I just wanted to say that I really enjoyed your perspective.

My spirituality has altered from a very fundamentalist upbringing to what I would have called heretical hippy nonsense.

But the root of it is basically what you premise. “The question is irrelevant.” I don’t even bother with Pascal’s wager anymore. There is no way to know. So just live.

And when I ask myself that irrelevant question, I turn it once more to “Why is this question important to me right now?” And more often than not it is one of the following: insecurity, seeking moral or egotistical prominence, or validation.

Often even significant philosophical questions ultimately boil down to satisfying our need for significance.

So my mantra now is closer to Everything is sacred, and nothing is that serious. or divine absurdity as some have called it.
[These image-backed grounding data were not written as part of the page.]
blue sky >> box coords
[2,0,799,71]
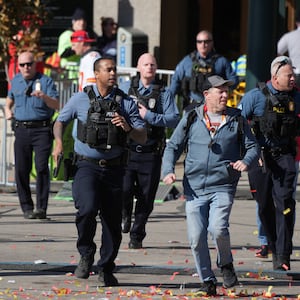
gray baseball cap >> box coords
[203,75,234,90]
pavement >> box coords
[0,168,300,299]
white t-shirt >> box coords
[78,50,101,91]
[277,27,300,74]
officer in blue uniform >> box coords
[170,30,238,110]
[52,57,146,286]
[239,56,300,271]
[119,53,180,249]
[5,51,59,219]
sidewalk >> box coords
[0,175,300,299]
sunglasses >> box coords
[19,62,34,67]
[275,59,289,75]
[196,39,212,44]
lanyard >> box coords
[203,105,226,134]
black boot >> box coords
[121,215,131,233]
[272,253,278,270]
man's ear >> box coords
[203,90,209,97]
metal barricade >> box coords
[54,79,78,109]
[0,100,15,186]
[0,68,175,186]
[0,103,7,185]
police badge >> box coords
[148,98,156,109]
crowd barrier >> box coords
[0,67,175,186]
[0,67,245,186]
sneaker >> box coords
[74,256,94,279]
[194,280,217,296]
[128,240,143,249]
[221,263,238,288]
[98,270,119,287]
[24,210,35,219]
[255,245,269,258]
[33,209,47,219]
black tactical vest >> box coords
[129,75,166,141]
[182,51,220,96]
[252,82,299,140]
[77,85,127,150]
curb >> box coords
[0,262,299,280]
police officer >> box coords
[169,30,238,110]
[239,56,300,271]
[119,53,180,249]
[52,57,146,286]
[5,51,59,219]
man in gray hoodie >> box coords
[162,75,259,296]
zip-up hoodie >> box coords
[162,104,259,197]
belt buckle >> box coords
[135,145,142,153]
[98,159,107,167]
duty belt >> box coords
[76,154,122,167]
[130,144,159,153]
[15,119,51,128]
[268,146,291,157]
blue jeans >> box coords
[256,201,268,246]
[185,192,234,283]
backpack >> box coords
[183,106,245,156]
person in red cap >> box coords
[56,7,97,80]
[71,30,101,91]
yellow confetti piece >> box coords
[253,230,258,236]
[263,285,274,298]
[283,208,291,215]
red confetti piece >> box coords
[170,271,179,280]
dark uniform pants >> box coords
[248,153,296,256]
[122,152,162,242]
[14,127,52,212]
[72,161,124,273]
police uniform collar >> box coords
[267,82,292,96]
[92,85,114,100]
[138,80,152,94]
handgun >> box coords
[260,148,267,174]
[53,152,63,178]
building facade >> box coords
[93,0,299,89]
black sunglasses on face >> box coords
[196,39,212,44]
[275,59,289,75]
[19,62,34,67]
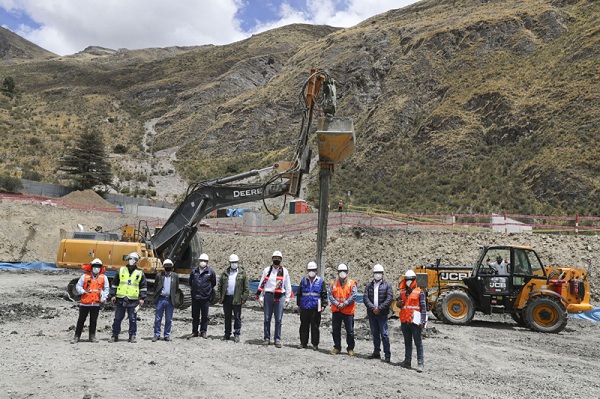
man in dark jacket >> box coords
[110,252,148,343]
[217,254,249,343]
[152,259,180,342]
[296,261,327,350]
[189,253,216,338]
[363,264,394,362]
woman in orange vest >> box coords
[398,269,427,372]
[71,258,109,344]
[328,263,357,356]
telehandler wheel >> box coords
[524,295,567,333]
[67,278,81,302]
[436,289,475,325]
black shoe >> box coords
[301,344,308,349]
[89,335,98,343]
[109,336,118,343]
[191,332,199,338]
[384,357,391,363]
[313,345,319,351]
[128,335,137,343]
[164,336,172,342]
[222,335,230,341]
[399,360,411,369]
[368,353,381,359]
[70,336,80,344]
[200,332,207,339]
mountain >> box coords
[0,26,56,61]
[0,0,598,216]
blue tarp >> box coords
[0,262,58,270]
[227,208,253,217]
[569,307,600,322]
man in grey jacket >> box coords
[152,259,180,342]
[363,264,394,362]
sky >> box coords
[0,0,419,56]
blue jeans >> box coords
[112,305,137,337]
[223,295,242,337]
[331,312,355,351]
[263,293,284,341]
[192,298,210,334]
[401,322,424,365]
[154,297,175,338]
[368,313,390,358]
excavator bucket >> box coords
[316,116,355,164]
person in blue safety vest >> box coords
[296,261,328,350]
[109,252,148,343]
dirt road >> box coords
[1,269,599,399]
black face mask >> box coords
[273,259,281,266]
[164,267,173,272]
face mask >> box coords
[164,267,173,272]
[339,272,347,279]
[405,279,415,286]
[308,271,316,278]
[230,263,238,270]
[199,261,207,268]
[273,259,281,266]
[128,259,136,266]
[92,267,101,275]
[374,273,382,281]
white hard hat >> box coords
[404,270,416,279]
[337,263,348,271]
[127,252,140,262]
[307,261,318,270]
[229,254,239,262]
[272,250,283,258]
[199,253,209,261]
[163,259,173,266]
[91,258,103,266]
[373,264,384,273]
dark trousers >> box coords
[368,313,391,358]
[223,295,242,337]
[75,306,100,337]
[263,293,284,341]
[401,322,424,365]
[299,308,321,347]
[154,297,175,338]
[192,298,210,334]
[112,305,137,337]
[331,311,355,351]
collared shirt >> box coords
[161,274,172,297]
[226,269,238,295]
[373,280,381,307]
[258,265,293,300]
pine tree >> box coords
[59,129,112,190]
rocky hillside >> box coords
[0,26,56,60]
[0,0,598,216]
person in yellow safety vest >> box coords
[328,263,357,356]
[398,269,427,372]
[71,258,109,344]
[109,252,148,343]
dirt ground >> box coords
[1,269,599,399]
[1,200,600,398]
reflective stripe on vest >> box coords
[400,287,422,323]
[299,276,322,310]
[116,267,142,299]
[80,274,105,305]
[330,279,356,315]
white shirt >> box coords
[259,265,292,301]
[226,269,238,296]
[373,280,381,307]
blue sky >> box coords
[0,0,419,56]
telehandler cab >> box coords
[413,245,592,333]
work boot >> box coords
[275,340,282,348]
[109,336,118,343]
[368,353,381,359]
[70,335,80,344]
[222,335,230,341]
[128,335,137,343]
[200,332,207,339]
[416,364,424,373]
[347,349,356,357]
[152,336,159,342]
[164,336,172,342]
[399,360,411,369]
[330,348,341,355]
[89,335,98,343]
[313,345,319,351]
[234,335,240,343]
[384,357,391,363]
[262,339,270,346]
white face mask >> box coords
[338,272,347,279]
[199,261,207,268]
[308,271,316,278]
[92,267,101,275]
[230,263,238,270]
[374,273,383,281]
[128,259,136,266]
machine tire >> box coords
[66,278,81,302]
[524,295,567,333]
[436,289,475,325]
[510,312,526,327]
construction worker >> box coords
[71,258,109,344]
[256,250,292,348]
[398,269,427,372]
[110,252,148,343]
[217,254,249,343]
[363,264,394,362]
[152,259,180,342]
[328,263,357,356]
[296,261,327,350]
[190,253,217,338]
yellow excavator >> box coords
[56,69,355,307]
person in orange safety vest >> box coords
[398,269,427,372]
[328,263,357,356]
[71,258,109,344]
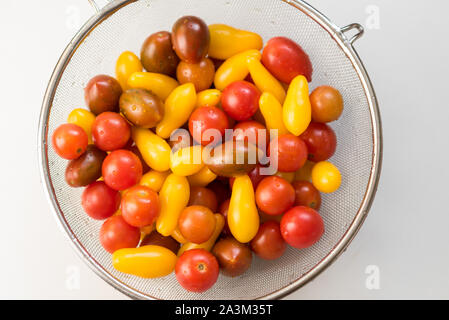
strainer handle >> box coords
[340,23,364,45]
[88,0,112,13]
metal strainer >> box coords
[38,0,382,300]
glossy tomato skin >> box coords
[177,58,215,91]
[262,37,313,83]
[102,150,143,191]
[188,187,218,212]
[280,206,324,249]
[141,31,179,76]
[81,181,120,220]
[212,238,252,277]
[255,176,295,216]
[99,215,140,253]
[172,16,210,63]
[221,81,260,121]
[300,122,337,162]
[141,231,180,254]
[84,75,122,115]
[269,134,308,172]
[175,249,219,293]
[250,221,286,260]
[179,206,216,244]
[92,112,131,151]
[52,123,88,160]
[310,86,344,123]
[119,89,164,128]
[121,185,160,227]
[292,180,322,210]
[189,106,229,146]
[65,145,107,187]
[233,121,269,152]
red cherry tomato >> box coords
[300,122,337,162]
[92,112,131,151]
[221,81,260,121]
[262,37,313,83]
[255,176,295,215]
[175,249,219,293]
[52,123,88,160]
[218,199,231,236]
[99,215,140,253]
[102,150,143,191]
[250,221,286,260]
[121,185,160,227]
[189,106,229,146]
[84,75,122,115]
[233,121,269,152]
[81,181,120,220]
[280,206,324,249]
[178,206,216,244]
[292,180,321,210]
[269,134,308,172]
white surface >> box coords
[0,0,447,299]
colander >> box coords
[38,0,382,300]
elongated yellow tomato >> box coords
[208,24,263,60]
[140,170,170,192]
[67,108,95,143]
[196,89,221,108]
[112,245,177,278]
[214,50,261,91]
[177,214,225,256]
[259,92,289,139]
[156,174,190,236]
[171,227,188,244]
[170,145,204,176]
[132,127,171,172]
[283,75,311,136]
[295,160,315,182]
[311,161,342,193]
[127,72,178,101]
[116,51,143,90]
[187,166,217,187]
[228,175,259,243]
[156,83,197,139]
[247,57,286,103]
I drew that from the Buddhist tradition.

It really dissolves the need to prove oneself against others and leaves me more at peace.

Another pivotal concept was a Hebrew one: God is found in the searching (or questioning).

It’s what started my break away from fundamentalism and really appealed to my inquisitive side. The idea of finding the sacred things not by answering but by questioning is quite beautiful and disarming.

All in all, it’s led me to feel closer to God, despite “God” meaning something entirely different now than it did before.

I won’t try to define that, as even those 3 letters defy their concept.

But it seems to me that, if there is a Spirit, higher cognitive functioning, or whatever you want to call it, she loses all goodness and dies the second we try to paste her from our experience onto someone else.